O NEAB ENCRESPAR, em sua maioria, é constituído por professores e estudantes dos cursos de Licenciatura em Pedagogia e Letras, profissionais técnicos da UNEMAT/Sinop e professores da rede pública de ensino estadual e municipal. Desde sua institucionalização, por meio da Portaria 248066/2021, realiza ações de ensino e extensão voltadas ao público interno e externo da UNEMAT. Suas ações retomam a discussão sobre a educação antirracista, a aplicação das Leis 10.639/03 e 11.645/08 e o combate ao racismo e ao preconceito. As ações são desenvolvidas a partir de formações, cursos, eventos, oficinas e palestras voltadas a estudantes e professores, desde a Educação Básica até o Ensino Superior.

No ano de 2025, o NEAB Encrespar dedicou-se ao diálogo e ao fortalecimento da relação entre universidade e comunidade. Como principais ações, podemos destacar algumas realizadas na universidade e em outras instituições:

Formação “Diálogos sobre a implementação da Lei 10.639/03 na prática docente” na EMEB Professora Marizete Weber

Formação “Letramento racial: como ser um educador antirracista?
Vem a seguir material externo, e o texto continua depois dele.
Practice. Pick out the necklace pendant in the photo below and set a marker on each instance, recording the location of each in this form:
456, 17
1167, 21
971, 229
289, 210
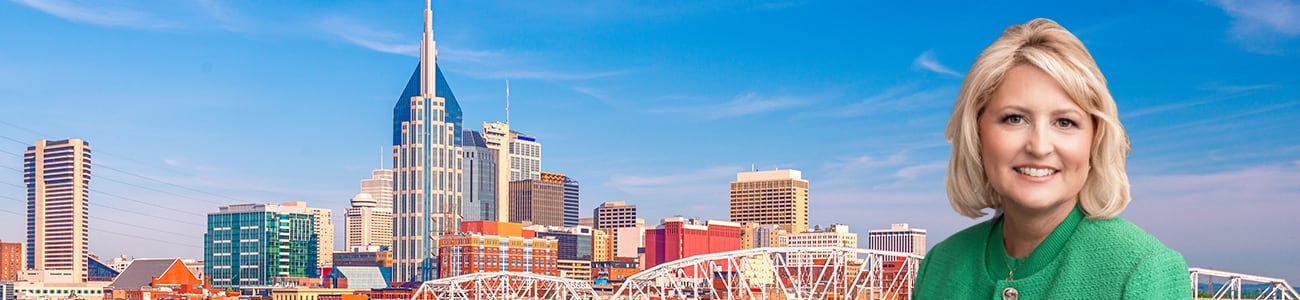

Na EMEI Pequeno Príncipe

Palestra “As contribuições da cultura africana no Brasil” na EMEB Alcídia Divanir Simões Sales Pavan

Palestra “Aprendendo a transgredir: educação como prática de liberdade” no Evento Semana da Consciência Negra na ETEC

Capacitação da Prefeitura de Sinop “Equidade étnico-racial: direitos dos povos indígenas, interseccionalidade de gênero e racismo institucional” – Palestra “Interseccionalidade de gênero e o racismo institucional no contexto mato-grossense”

Curso de extensão “Diálogos Sobre As Religiões De Matriz Africana” 

Palestra “Educação das relações étnico-raciais: como ser um educador antirracista?” no Grupo de Estudos, Pesquisa e Extensão em Educação Ambiental, Diversidade e Ensino (GEPEEADEn)

Participação na Semana de Extensão da UNEMAT/Sinop – Feira de Profissões

Também foram realizados cursos, oficinas e formações nas instituições EMEB Monteiro Lobato, EMEB Sadao Watanabe e EMEI Tempo de Infância com a temática “Como ser um educador antirracista”.

Essas ações reforçam o compromisso do NEAB ENCRESPAR com a luta antirracista, o combate ao racismo e preconceito e a valorização da história e cultura afro-brasileira e africana. Para o ano de 2026 o NEAB tem como proposta a realização de um evento específico sobre a temática étnico-racial na UNEMAT campus de Sinop.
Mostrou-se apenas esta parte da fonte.